1.6 Multiple arguments

  • Each lambda can only bind one parameter and can only accept one argument.

  • Functions that require multiple arguments actually have multiple nested heads.

  • So, for example, λxy.xy is shorthand for λx.(λy.xy).

  • This formulation was first discovered by Moses Schönfinkel, then later Haskell Curry, and is commonly called currying.

1.6.1 Intermission: Equivalence Exercises

Choose an answer that is equivalent to the listed lambda term.

  1. λxy.xz

  1. λxz.xz

  2. λmn.mz

  3. λz.(λx.xz)

  1. λxy.xxy

  1. λmn.mnp

  2. λx.(λy.xy)

  3. λa.(λb.aab)

  1. λxyz.zx

  1. λx.(λy.(λz.z))

  2. λtos.st

  3. λmnp.mn

1.7 Evaluation is simplification

  • Program execution in LC corresponds to evaluating expressions by reducing them to a simpler form.

  • Reducing an expression means to apply one of the derivation rules of the language so that there are fewer possible rule applications.

  • A redex, or reducible expression, refers to sub-terms that can be reduced by one of the reduction rules.

  • The expression to which a redex reduces is called a reduct.

  • When an expression has been completely reduced, so that there are no more possible derivation rule applications, that expression is said to be in normal form for that rule.

  • There are multiple normal forms in the lambda calculus, categorized by different notions of what is considered “fully reduced” as well as the derivation rule you’re reducing with.

  • Beta normal form is when you cannot beta reduce (apply lambdas to arguments) the terms any further.

  • This corresponds to a fully evaluated expression, or in programming, a fully executed program.

1.8 Combinators

  • A combinator is a lambda term with no free variables.
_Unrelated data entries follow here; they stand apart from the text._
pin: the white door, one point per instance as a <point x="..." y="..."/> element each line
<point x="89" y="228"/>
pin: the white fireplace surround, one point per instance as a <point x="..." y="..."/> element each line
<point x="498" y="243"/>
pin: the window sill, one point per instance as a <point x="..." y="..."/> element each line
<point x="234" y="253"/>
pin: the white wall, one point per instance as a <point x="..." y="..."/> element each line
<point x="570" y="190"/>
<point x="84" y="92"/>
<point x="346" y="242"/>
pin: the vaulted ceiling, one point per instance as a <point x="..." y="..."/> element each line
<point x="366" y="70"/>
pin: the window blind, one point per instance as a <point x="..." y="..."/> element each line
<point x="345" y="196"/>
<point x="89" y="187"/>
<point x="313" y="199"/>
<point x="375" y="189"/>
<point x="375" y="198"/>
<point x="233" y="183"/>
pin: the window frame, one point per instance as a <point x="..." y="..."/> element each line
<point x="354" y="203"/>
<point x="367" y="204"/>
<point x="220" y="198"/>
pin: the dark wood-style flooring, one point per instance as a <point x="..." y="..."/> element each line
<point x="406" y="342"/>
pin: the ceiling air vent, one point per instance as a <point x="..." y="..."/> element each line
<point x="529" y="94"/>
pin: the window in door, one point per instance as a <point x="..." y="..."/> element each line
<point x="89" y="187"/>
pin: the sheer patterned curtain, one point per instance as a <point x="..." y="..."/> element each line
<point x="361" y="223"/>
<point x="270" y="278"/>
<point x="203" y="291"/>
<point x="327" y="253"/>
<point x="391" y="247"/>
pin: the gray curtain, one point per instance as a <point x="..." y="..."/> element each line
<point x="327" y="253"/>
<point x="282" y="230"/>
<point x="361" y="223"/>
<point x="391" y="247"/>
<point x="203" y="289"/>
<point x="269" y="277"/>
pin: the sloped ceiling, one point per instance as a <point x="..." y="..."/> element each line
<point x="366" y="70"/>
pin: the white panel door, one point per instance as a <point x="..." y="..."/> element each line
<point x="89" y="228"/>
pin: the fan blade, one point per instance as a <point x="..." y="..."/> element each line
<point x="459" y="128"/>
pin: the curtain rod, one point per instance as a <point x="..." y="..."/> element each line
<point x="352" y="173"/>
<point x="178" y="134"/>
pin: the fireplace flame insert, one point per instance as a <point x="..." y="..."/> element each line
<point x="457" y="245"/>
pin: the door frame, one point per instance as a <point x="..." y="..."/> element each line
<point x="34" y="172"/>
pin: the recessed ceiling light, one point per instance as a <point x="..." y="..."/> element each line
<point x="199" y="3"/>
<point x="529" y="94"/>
Combinators serve only to combine the arguments they’re given.

  • If a parameter exists, but is not used in the body, it may still be a combinator.

  • Combinators are closed expressions.

1.9 Divergence

  • Divergence means that the reduction process never terminates or ends.

  • This matters in programming because terms that diverge don’t produce an answer or meaningful result.

1.11 Chapter Exercises

1.11.1 Combinators

Determine if each of the following are combinators or not.

  1. λx.xxx

  2. λxy.zx – z is free, note that y is bound, even though it’s not used

  3. λxyz.xy(zx)

  4. λxyz.xy(zxy)

  5. λxy.xy(zxy) – z is free

1.11.2 Normal form or diverge?

Determine if each of the following can be reduced to a normal form or if they diverge.

  1. λx.xxx

  2. (λz.zz)(λy.yy)

– this will never end

[z:=(λy.yy)]
(λy.yy)(λy.yy)

[y:=(λy.yy)]
(λy.yy)(λy.yy)
  1. (λx.xxx)z

1.11.3 Beta reduce

Evaluate (that is, beta reduce) each of the following expressions to normal form. We strongly recommend writing out the steps on paper with a pencil or pen.

(I show every step in case I forget how lambda cauculus works, and to make checking my work easier. Sorry for the painful verbosity.)

  1. (λabc.cba)zz(λwv.w)

    [a:=z]
    (λbc.cbz)z(λwv.w)

    [b:=z]
    (λc.czz)(λwv.w)

    [c:=(λwv.w)]
    (λwv.w)zz

    [w:=z]
    (λv.z)z

    [v:=z]
    z
  2. (λxy.xyy)(λa.a)b

    [x:=(λa.a)]
    (λy.(λa.a)yy)b

    [y:=b]
    (λa.a)bb

    [a:=b]
    bb
  3. (λy.y)(λx.xx)(λz.zq)

    [y:=(λx.xx)]
    (λx.xx)(λz.zq)

    [x:=(λz.zq)]
    (λz.zq)(λz.zq)

    – alpha equiv for bound variable
    (λz.zq)(λi.iq)

    [z:=(λi.iq)]
    (λi.iq)q

    [i:=q]
    qq
  4. (λz.z)(λz.zz)(λz.zy)

    – alpha equiv for the zs
    (λz.z)(λa.aa)(λb.by)

    [z:=(λa.aa)]
    (λa.aa)(λb.by)

    [a:=(λb.by)]
    (λb.by)(λb.by)

    – alpha equiv, again
    (λb.by)(λc.cy)

    [b:=(λc.cy)]
    (λc.cy)y

    [c:=y]
    yy
  5. (λxy.xyy)(λy.y)y

    – alpha equiv for the ys
    (λxa.xaa)(λb.b)y

    [x:=(λb.b)]
    (λa.(λb.b)aa)y

    [b:=a]
    (λa.aa)y

    [a:=y]
    yy
  6. (λa.aa)(λb.ba)c

    – alpha equiv so params don’t look like the free variable a
    (λd.dd)(λb.ba)c

    [d:=(λb.ba)]
    (λb.ba)(λb.ba)c

    – alpha equiv!
    (λb.ba)(λk.ka)c

    [b:=(λk.ka)]
    (λk.ka)ac

    [k:=a]
    aac
  7. (λxyz.xz(yz))(λx.z)(λx.a)

    – alpha equiv
    (λher.hr(er))(λa.z)(λb.a)

    [h:=(λa.z)]
    (λer.(λa.z)r(er))(λb.a)

    [a:=r]
    (λer.z(er))(λb.a)

    [e:=(λb.a)]
    (λr.z((λb.a)r))

    [b:=r]
    (λr.z(a))

    – parens no longer needed
    λr.za